More number of businesses to come under the VAT ambit.

Jojo Puthuparampil is a business news writer for Inc. Arabia.

UAE government’s Federal National Council (FNC) has approved a draft law that requires business owners and landlords to pay a 5% value-added tax (VAT) starting January 2018.

According to the new law, private businesses making Dhs375,000 and more a year will have to pay VAT. This threshold is significantly lower than the Dhs3.75 million that was proposed earlier.

The tax is binding on landlords renting out properties as well, which could lead to a rise in rents for tenants across the UAE.

There are currently more than 450,000 private owned companies in the UAE, and the number is expected to soon reach 600,000, which will see a growth in the annual GDP, said Obaid Humaid Al Tayer, minister of state for financial affairs.

The effect of VAT on people in general, including residents and consumers, will start with 1.3% and will drop with time, whereas businesses will face 0.06% and 0.04% on gross domestic product (GDP) growth when implemented, the minister said.

The law will also provide the authority measures to address procedures for tax collectors, tax auditing, tax avoidance, violations and the penalties.

The passed draft law also stipulates that fines for those avoiding the pay their taxes should not exceed five times the value of the evaded tax.

The minister said that by 2021, the government aims to generate 80% of UAE’s economy by non-oil sectors, while the remaining 20% generated by oil.

Last year, the six Gulf Cooperation Council (GCC) countries, including the UAE, Saudi Arabia, Qatar, Bahrain and Oman, signed an agreement to implement a 5 % VAT, despite administrative and technical challenges.

However, economists and officials have previously opined that simultaneous introduction in all countries may not be feasible as creating the administrative infrastructure to collect the tax remains a challenge.

It is also difficult to train companies to comply with the news tax in a region where taxation is minimal.

Now GCC governments are planning for early, simultaneous adoption, said Younis al-Khouri, under-secretary at the UAE finance ministry.
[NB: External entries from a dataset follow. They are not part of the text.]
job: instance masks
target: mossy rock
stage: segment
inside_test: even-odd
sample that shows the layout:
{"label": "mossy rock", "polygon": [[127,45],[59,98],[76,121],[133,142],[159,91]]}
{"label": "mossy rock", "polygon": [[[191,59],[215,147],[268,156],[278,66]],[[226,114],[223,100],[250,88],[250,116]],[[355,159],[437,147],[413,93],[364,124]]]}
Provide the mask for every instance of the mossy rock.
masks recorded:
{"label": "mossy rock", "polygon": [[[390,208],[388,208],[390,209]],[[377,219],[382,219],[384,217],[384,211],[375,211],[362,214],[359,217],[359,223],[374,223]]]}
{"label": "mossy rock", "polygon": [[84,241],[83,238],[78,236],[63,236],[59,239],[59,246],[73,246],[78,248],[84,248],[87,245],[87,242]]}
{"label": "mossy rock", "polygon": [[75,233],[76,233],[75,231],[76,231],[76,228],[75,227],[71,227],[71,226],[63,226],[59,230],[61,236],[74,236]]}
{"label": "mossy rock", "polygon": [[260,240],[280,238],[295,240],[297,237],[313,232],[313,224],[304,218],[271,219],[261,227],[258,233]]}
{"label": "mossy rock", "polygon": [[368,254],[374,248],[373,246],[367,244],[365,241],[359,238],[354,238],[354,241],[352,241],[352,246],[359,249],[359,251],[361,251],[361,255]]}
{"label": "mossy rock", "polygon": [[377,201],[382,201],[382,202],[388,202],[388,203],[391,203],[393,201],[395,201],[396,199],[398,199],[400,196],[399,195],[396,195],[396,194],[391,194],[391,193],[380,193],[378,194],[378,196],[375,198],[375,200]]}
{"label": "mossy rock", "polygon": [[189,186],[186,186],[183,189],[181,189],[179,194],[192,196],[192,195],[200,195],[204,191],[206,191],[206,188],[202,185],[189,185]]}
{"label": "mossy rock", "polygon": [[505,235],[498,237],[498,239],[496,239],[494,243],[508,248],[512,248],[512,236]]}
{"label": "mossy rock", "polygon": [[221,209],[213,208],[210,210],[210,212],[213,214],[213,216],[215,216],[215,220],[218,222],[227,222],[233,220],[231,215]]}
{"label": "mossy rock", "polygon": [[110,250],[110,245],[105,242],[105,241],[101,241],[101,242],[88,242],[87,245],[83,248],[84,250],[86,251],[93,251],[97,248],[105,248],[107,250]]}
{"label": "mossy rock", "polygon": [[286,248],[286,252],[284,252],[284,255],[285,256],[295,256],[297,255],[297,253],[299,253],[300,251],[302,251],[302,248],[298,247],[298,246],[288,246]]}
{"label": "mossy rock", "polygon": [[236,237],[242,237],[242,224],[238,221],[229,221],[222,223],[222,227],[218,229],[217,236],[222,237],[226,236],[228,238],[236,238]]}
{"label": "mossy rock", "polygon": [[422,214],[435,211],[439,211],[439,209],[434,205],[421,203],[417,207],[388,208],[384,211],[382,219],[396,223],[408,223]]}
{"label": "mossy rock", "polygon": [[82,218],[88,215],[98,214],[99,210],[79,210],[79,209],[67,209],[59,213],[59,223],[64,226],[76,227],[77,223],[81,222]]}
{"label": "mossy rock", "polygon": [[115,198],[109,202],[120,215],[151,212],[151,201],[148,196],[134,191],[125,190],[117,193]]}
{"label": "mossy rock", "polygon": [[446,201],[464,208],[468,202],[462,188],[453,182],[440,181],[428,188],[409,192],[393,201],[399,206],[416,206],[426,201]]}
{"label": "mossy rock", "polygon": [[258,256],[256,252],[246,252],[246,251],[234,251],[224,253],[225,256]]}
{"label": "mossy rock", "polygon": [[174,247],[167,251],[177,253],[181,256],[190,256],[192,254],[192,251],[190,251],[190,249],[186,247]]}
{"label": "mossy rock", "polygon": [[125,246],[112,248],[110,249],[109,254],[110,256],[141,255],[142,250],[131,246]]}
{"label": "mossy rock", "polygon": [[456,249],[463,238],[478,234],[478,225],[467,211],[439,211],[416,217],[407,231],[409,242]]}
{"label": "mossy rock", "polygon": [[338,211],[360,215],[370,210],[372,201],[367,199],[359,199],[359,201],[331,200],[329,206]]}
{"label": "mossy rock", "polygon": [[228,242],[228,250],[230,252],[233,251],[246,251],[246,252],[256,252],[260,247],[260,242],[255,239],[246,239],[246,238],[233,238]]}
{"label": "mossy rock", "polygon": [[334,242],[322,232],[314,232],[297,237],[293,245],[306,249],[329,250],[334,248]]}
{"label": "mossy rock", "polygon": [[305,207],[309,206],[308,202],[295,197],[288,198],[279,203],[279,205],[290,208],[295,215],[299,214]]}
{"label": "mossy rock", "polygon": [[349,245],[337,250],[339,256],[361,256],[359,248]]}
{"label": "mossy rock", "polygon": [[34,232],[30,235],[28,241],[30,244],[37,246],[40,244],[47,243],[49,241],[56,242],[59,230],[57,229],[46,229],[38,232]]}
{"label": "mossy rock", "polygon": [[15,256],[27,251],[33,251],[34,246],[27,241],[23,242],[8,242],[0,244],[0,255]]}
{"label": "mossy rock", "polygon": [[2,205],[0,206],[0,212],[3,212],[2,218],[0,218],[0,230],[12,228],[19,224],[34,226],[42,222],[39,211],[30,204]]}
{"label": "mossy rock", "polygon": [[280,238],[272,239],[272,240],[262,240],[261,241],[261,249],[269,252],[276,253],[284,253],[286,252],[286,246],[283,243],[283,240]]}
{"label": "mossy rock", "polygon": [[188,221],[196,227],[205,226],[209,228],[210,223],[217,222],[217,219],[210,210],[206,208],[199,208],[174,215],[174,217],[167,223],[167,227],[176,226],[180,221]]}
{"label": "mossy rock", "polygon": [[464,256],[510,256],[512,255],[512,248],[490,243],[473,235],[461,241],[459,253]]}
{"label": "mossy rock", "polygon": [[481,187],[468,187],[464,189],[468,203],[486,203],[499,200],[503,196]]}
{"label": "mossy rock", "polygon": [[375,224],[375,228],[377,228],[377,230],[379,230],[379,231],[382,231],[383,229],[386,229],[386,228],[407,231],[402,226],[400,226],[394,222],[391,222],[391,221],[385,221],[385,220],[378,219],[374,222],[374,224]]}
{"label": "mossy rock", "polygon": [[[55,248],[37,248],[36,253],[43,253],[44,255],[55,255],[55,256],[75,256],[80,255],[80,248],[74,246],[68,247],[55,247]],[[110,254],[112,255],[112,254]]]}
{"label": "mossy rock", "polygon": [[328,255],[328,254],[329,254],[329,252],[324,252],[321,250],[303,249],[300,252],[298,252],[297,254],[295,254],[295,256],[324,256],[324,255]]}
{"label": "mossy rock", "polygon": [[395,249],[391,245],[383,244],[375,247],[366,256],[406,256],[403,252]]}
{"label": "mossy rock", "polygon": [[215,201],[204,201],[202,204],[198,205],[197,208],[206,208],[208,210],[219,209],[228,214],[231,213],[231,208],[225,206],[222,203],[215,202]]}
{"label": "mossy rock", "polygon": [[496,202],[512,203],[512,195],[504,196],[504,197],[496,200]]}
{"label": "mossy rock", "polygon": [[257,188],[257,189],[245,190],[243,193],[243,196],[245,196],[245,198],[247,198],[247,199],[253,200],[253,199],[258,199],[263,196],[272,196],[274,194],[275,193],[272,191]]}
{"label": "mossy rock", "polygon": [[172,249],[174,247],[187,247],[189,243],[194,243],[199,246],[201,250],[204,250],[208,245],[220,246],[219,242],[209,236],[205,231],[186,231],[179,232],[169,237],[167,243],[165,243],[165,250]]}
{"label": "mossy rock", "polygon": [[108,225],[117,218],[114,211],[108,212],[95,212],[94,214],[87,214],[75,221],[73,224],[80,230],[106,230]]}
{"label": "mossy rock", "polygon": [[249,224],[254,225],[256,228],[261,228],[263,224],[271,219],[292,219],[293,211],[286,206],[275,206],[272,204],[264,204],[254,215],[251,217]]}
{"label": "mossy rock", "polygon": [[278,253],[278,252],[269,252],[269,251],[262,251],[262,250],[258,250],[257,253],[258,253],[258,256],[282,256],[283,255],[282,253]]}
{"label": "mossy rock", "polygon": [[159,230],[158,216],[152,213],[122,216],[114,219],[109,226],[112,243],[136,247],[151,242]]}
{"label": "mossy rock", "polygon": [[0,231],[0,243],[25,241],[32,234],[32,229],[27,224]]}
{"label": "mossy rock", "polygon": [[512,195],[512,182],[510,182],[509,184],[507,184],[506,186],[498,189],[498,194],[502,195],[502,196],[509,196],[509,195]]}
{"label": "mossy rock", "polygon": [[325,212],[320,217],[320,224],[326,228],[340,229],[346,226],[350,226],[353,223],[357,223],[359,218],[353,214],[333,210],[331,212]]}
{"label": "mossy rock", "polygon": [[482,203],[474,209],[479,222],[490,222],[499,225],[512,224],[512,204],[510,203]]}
By January 1, 2018, UAE is aiming to adopt 5% VAT across the GCC, he said.

The UAE government expects around Dhs12 billion ($3.3 billion) of revenues from the tax in its first year. That would be about 0.9% of the UAE’s gross domestic product of $371 billion in 2015.

The tax will also lead to an increase in UAE government’s revenues to $5.45 billion (Dhs20 billion) in 2019 from $4.90 billion (Dhs18 billion) currently.

However, UAE had reportedly ruled out plans to impose corporate and income tax.